Akhenaten may have been the first monotheist. We have his own words, carved in stone. The young pharaoh reports having been divinely guided to the exact place the Creator had manifested himself at the beginning of the world. It was a plain near the Nile, bounded by hills except on the east, a great amphitheatre facing the morning sun.
Akhenaten’s vision was not of many gods, but of one god—a god, with no female consort, who created himself anew each day. He was called the Aten, or Father Aten, and symbolized by the solar disk. “Thou didst fashion the earth according to thy desire when thou wast alone … thou appointest every man to his place and satisfiest his needs. Everyone receives his sustenance and his days are numbered.”
The Aten is the source of life itself. “Thou it is who causest women to conceive and makest seed into man, who gives life to the child in the womb of its mother, who comfortest him so that he cries not therein, nurse that thou art, even in the womb, who givest breath to quicken all that he hath made.” The god created the great life-giving Nile for Egypt, but he is a universal god who has placed “a Nile in heaven,” the source of rain, as a “gift to foreigners and to beasts of their lands.”

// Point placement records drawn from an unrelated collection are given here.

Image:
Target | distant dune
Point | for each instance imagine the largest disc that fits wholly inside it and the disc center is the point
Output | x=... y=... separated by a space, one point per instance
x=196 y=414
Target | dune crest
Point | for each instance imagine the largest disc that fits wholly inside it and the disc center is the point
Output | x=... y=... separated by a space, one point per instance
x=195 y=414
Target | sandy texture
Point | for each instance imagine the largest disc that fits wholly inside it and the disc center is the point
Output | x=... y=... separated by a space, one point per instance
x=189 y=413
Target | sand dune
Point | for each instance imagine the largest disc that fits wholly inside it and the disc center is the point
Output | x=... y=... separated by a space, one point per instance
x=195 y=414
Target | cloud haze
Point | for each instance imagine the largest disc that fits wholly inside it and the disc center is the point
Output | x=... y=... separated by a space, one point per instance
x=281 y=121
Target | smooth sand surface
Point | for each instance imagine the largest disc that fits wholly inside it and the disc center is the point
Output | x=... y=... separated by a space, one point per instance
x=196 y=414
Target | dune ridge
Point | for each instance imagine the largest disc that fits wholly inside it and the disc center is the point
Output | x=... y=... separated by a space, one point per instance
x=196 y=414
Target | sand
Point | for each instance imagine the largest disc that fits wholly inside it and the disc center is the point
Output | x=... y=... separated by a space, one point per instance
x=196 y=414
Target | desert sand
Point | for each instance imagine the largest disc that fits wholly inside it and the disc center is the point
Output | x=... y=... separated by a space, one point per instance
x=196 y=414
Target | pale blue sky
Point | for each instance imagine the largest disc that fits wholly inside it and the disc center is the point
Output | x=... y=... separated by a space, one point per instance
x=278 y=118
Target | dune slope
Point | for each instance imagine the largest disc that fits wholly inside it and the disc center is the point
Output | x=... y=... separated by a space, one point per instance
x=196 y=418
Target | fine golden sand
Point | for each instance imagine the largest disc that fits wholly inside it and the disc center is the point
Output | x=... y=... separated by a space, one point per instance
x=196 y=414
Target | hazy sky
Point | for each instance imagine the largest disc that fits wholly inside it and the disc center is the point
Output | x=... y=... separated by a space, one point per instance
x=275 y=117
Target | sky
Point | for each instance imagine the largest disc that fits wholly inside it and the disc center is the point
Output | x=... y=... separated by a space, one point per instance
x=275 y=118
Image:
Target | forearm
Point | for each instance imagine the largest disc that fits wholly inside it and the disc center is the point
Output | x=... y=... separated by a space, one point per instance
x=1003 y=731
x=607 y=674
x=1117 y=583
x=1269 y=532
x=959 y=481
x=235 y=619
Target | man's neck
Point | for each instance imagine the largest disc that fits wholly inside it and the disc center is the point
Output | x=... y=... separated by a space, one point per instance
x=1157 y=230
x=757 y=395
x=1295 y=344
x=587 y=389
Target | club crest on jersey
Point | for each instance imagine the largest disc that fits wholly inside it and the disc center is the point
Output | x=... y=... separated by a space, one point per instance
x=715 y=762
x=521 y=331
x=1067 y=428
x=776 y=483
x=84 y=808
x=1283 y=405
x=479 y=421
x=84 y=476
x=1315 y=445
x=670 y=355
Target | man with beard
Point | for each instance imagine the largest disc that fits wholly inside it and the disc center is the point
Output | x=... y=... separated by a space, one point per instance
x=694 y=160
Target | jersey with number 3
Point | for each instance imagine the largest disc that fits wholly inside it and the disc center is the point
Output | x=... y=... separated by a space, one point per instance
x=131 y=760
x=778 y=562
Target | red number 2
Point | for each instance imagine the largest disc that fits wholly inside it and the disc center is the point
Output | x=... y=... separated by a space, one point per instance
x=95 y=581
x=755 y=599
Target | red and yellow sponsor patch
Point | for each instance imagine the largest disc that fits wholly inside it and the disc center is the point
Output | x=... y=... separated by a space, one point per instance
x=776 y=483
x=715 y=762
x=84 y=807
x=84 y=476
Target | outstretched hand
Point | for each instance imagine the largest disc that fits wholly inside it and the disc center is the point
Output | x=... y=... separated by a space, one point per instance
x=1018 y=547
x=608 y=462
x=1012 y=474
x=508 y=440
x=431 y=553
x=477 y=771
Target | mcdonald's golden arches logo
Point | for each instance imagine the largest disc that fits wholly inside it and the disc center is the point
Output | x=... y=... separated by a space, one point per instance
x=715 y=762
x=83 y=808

The Aten was symbolized by a figure of the sun with rays reaching out in all directions. At the end of each ray is an open hand reaching out in loving kindness, as if to touch with life, and to give and to receive gifts. “Thou art remote yet thy rays are upon the earth,” writes Akhenaten. “Thou are in the sight of men, yet thy ways are not known.” The Aten can also be very near, at least to his spokesperson. “Thou art in my heart.”
It was a breathtaking vision and it shook Egypt from its moorings. The other gods, he proclaimed, were not gods but idols. Upon his orders, their images were destroyed. In their place was put the austere hieroglyph for the Aten, increasingly understood not as the sun or even the sun-god, but as a distant and unrecognizable divinity.
This was gross impiety to most Egyptians, an insult to the gods. Akhenaten’s “monotheistic zeal offended their reverence for the phenomena [through which the gods made themselves present] and the tolerant wisdom with which they had done justice to the many-sidedness of reality,” explains Henri Frankfort.
The result was perhaps predictable. Upon the pharaoh’s death, priests and people alike turned against this strange and remote monotheism. The old statues, temples, and forms of worship were restored. Ahkenaten’s vision was a stunning venture in spiritual understanding but, in the end, came to nothing.
“Lord, what is the meaning of Akhenaten?”
Akhenaten was an extraordinary recipient of My inspiration (and of My) presence. He was, as all are, bound by his culture and the symbols he had available. But he got the main message—that, in a sense, I am One, that I am not to be equated with the sun or any other natural phenomena, that other gods are lesser or “mere” manifestations of Me or, in a sense, non-existent compared to Me. The problem he ran into is that he was alone in his receptivity. Others were not prepared, were not open. The most spiritual Egyptians of his era were attuned to the old religion and could not jump the traces. It would have seemed impious to them.
“What was the difference between them and the people of Israel?”
The people of Israel were a people. They—the mass of them—had an intuitive understanding of a Covenant. Remember that the mass of ancient Jews were not faithful, or (they were) faithful only periodically. But they all lived under the Covenant and understood that they so lived. Akhenaten tried to impose a spiritual vision from above, through imperial authority and example. Even his wife did not understand the vision; she followed it out of her great love for her husband.